There are quite a number of reasons as to why I found motivation and leadership interesting. Primarily, the motivation and leadership insists on the foundations of proper institutional and or organizational communication. It gives headway in the manner to communicate with others appropriately and also instills a sense of teamwork. Furthermore, it addressed the issue of dealing with inconsistencies at the health facility (Cziraki, 2018). These concepts assist an individual to understand the employees in a health facility and what factors motivate them to achieve more. Additionally, it addressed issues pertaining to resolution of conflict, particularly during practice. Notably was the scenario when the nurse is needed to break news of death to the patient’s family. That bit elicited quite some emotion in me.

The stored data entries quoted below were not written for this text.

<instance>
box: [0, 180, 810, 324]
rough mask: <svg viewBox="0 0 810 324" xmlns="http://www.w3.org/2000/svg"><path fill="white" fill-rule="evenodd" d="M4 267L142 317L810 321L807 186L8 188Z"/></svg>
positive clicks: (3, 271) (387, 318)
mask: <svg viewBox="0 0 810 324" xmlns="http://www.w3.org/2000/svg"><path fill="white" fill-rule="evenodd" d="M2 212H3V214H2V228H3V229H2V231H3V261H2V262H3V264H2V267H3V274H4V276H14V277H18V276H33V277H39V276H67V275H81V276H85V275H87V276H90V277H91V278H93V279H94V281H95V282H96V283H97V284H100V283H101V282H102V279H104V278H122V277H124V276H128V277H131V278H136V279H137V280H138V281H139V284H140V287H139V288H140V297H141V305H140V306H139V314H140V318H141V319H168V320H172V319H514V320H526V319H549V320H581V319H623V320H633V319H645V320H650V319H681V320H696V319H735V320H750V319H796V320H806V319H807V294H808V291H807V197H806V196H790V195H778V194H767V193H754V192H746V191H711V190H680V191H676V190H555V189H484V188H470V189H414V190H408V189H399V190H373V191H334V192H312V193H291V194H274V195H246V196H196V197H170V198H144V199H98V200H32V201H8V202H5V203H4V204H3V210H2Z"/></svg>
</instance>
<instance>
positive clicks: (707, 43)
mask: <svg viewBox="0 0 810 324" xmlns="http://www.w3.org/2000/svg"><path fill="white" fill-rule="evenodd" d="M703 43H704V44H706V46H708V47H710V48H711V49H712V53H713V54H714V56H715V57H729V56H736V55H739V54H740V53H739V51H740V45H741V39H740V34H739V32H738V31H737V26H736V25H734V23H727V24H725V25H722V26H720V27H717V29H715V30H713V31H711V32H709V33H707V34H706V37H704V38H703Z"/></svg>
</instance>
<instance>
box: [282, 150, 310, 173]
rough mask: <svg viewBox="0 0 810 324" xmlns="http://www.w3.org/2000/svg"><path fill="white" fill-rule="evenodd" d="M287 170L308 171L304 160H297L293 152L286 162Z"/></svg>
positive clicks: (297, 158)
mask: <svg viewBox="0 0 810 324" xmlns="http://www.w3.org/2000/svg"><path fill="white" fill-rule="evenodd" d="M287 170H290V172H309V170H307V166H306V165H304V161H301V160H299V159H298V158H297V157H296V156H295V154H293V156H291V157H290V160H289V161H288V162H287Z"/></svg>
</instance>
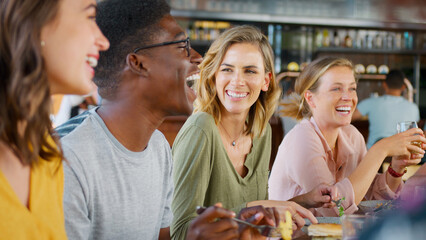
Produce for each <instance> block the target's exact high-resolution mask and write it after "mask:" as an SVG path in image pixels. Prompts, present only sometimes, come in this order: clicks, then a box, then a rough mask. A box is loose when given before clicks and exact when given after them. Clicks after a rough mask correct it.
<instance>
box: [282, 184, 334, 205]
mask: <svg viewBox="0 0 426 240" xmlns="http://www.w3.org/2000/svg"><path fill="white" fill-rule="evenodd" d="M338 195H339V194H338V191H337V187H336V186H332V185H328V184H320V185H318V186H317V187H315V188H314V189H313V190H312V191H310V192H308V193H305V194H302V195H299V196H297V197H294V198H292V199H290V201H294V202H296V203H298V204H300V205H302V206H303V207H305V208H318V207H326V208H332V207H335V206H336V204H335V203H333V202H332V201H331V200H337V199H338Z"/></svg>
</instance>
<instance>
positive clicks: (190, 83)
mask: <svg viewBox="0 0 426 240" xmlns="http://www.w3.org/2000/svg"><path fill="white" fill-rule="evenodd" d="M199 79H200V74H198V73H195V74H192V75H191V76H189V77H187V78H186V85H187V86H188V87H189V88H191V89H192V90H194V91H195V89H194V87H195V82H196V81H198V80H199Z"/></svg>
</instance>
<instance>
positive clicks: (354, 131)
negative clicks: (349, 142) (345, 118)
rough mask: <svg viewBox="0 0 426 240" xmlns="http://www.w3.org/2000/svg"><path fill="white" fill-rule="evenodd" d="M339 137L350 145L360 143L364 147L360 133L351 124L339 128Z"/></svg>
mask: <svg viewBox="0 0 426 240" xmlns="http://www.w3.org/2000/svg"><path fill="white" fill-rule="evenodd" d="M341 136H342V137H344V138H345V139H347V140H348V141H349V142H351V143H361V144H362V145H365V141H364V137H363V136H362V134H361V132H360V131H359V130H358V129H357V128H356V127H355V126H354V125H352V124H349V125H347V126H344V127H342V128H341Z"/></svg>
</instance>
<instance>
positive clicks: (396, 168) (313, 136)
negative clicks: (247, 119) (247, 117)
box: [269, 57, 426, 217]
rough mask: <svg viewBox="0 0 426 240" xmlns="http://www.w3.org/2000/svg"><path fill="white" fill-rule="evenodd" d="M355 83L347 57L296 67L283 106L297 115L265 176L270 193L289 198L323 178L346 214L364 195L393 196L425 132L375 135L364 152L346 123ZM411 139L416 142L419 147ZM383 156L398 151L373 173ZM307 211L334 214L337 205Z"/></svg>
mask: <svg viewBox="0 0 426 240" xmlns="http://www.w3.org/2000/svg"><path fill="white" fill-rule="evenodd" d="M356 88H357V82H356V80H355V75H354V70H353V66H352V63H351V62H350V61H349V60H347V59H344V58H334V57H325V58H320V59H317V60H315V61H314V62H312V63H311V64H309V65H308V66H307V67H306V68H305V69H304V70H303V71H302V73H301V74H300V76H299V78H298V79H297V80H296V85H295V92H294V93H293V95H292V97H291V98H290V99H289V101H288V102H286V103H285V105H284V107H285V108H284V109H283V111H285V114H286V115H288V116H292V117H296V118H297V119H303V120H302V122H300V123H299V124H298V125H297V126H296V127H294V128H293V130H292V131H290V132H289V133H288V134H287V135H286V136H285V138H284V140H283V142H282V143H281V145H280V147H279V150H278V153H277V157H276V159H275V163H274V166H273V167H272V172H271V176H270V178H269V196H270V198H271V199H274V200H287V199H291V198H293V197H295V196H298V195H300V194H304V193H306V192H309V191H311V190H312V189H313V188H314V187H315V186H316V185H317V184H318V183H326V184H331V185H334V186H335V187H336V188H337V189H338V192H339V194H340V197H345V200H344V201H343V202H342V207H343V208H344V212H345V214H351V213H354V212H355V211H357V210H358V208H357V205H358V204H359V203H360V202H361V201H362V199H364V198H366V199H367V200H374V199H396V198H398V197H399V195H400V192H401V189H402V187H403V181H402V178H401V177H402V175H403V174H404V173H405V171H404V169H405V167H406V166H409V165H416V164H418V163H419V162H420V159H421V158H422V157H423V155H424V153H425V151H424V150H423V149H425V148H426V144H425V143H426V138H425V137H424V135H423V131H422V130H421V129H419V128H414V129H410V130H408V131H405V132H402V133H399V134H396V135H393V136H391V137H387V138H384V139H382V140H380V141H379V142H377V143H376V144H374V145H373V147H371V148H370V149H369V150H368V152H367V149H366V146H365V141H364V138H363V136H362V135H361V133H360V132H359V131H358V130H357V129H356V128H355V127H354V126H352V125H351V124H350V122H351V119H352V113H353V112H354V111H355V109H356V106H357V103H358V97H357V93H356ZM413 141H418V142H422V143H423V144H422V148H420V147H418V146H416V145H413V144H412V142H413ZM411 152H412V153H411ZM387 156H398V157H393V158H392V163H391V166H390V167H389V168H388V171H386V172H385V173H383V174H378V173H377V171H378V170H379V168H380V166H381V165H382V162H383V160H384V159H385V158H386V157H387ZM313 212H314V213H315V215H316V216H328V217H332V216H338V215H339V209H338V208H333V209H330V208H316V209H313Z"/></svg>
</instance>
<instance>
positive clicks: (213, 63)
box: [194, 25, 281, 137]
mask: <svg viewBox="0 0 426 240" xmlns="http://www.w3.org/2000/svg"><path fill="white" fill-rule="evenodd" d="M236 43H250V44H253V45H256V46H258V47H259V51H260V53H261V54H262V56H263V62H264V67H265V73H271V79H270V83H269V88H268V91H266V92H264V91H261V93H260V95H259V98H258V99H257V101H256V102H255V103H254V104H253V106H251V108H250V111H249V114H248V117H247V120H246V122H247V126H248V127H247V129H246V132H245V133H246V134H250V135H251V136H252V137H254V136H262V135H263V133H264V132H265V129H266V126H267V124H268V121H269V119H270V118H271V116H272V115H273V114H274V111H275V109H276V107H277V104H278V99H279V98H280V95H281V90H280V88H279V86H278V84H277V83H276V82H275V73H274V60H273V59H274V54H273V52H272V48H271V45H270V44H269V42H268V39H267V38H266V36H265V35H263V34H262V33H261V32H260V30H259V29H257V28H256V27H253V26H248V25H244V26H238V27H234V28H231V29H229V30H227V31H225V32H224V33H222V34H221V35H220V36H219V38H218V39H216V40H215V41H214V42H213V43H212V45H211V47H210V49H209V50H208V52H207V53H206V56H205V57H204V60H203V62H202V63H201V65H200V70H201V71H200V80H199V81H198V82H196V84H195V88H196V92H197V99H196V100H195V102H194V113H195V112H207V113H209V114H211V115H212V116H213V118H214V120H215V122H216V124H218V122H219V121H220V118H221V114H220V105H221V103H220V100H219V97H218V96H217V91H216V79H215V74H216V72H217V71H218V70H219V67H220V64H221V63H222V61H223V58H224V56H225V54H226V52H227V51H228V49H229V47H230V46H231V45H233V44H236Z"/></svg>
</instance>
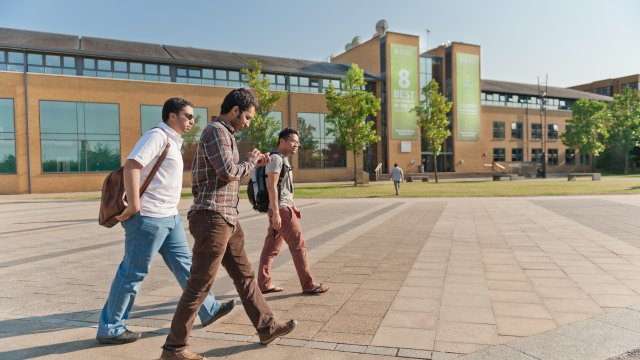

Besides, this concept could be of great assistance in the nurses’ daily life. Through learning the course I have a better appreciation of others through communication. I also appreciate factors that inspire harmony at the workplace. The work place will often be cosmopolitan encompassing individuals with dissimilar cultural, economic, religious and economic backgrounds. Therefore by applying knowledge acquired from this course I will be able to co-exist and motivate colleagues to achieve better health outcomes.
Cziraki, K., Read, E., Spence Laschinger, H. K., & Wong, C. (2018). Nurses’ leadership self-efficacy, motivation, and career aspirations. Leadership in Health Services, 31(1), 47-61.
Démeh, W., & Rosengren, K. (2015). The visualization of clinical leadership in the content of nursing education—a qualitative study of nursing students’ experiences. Nurse education today, 35(7), 888-893.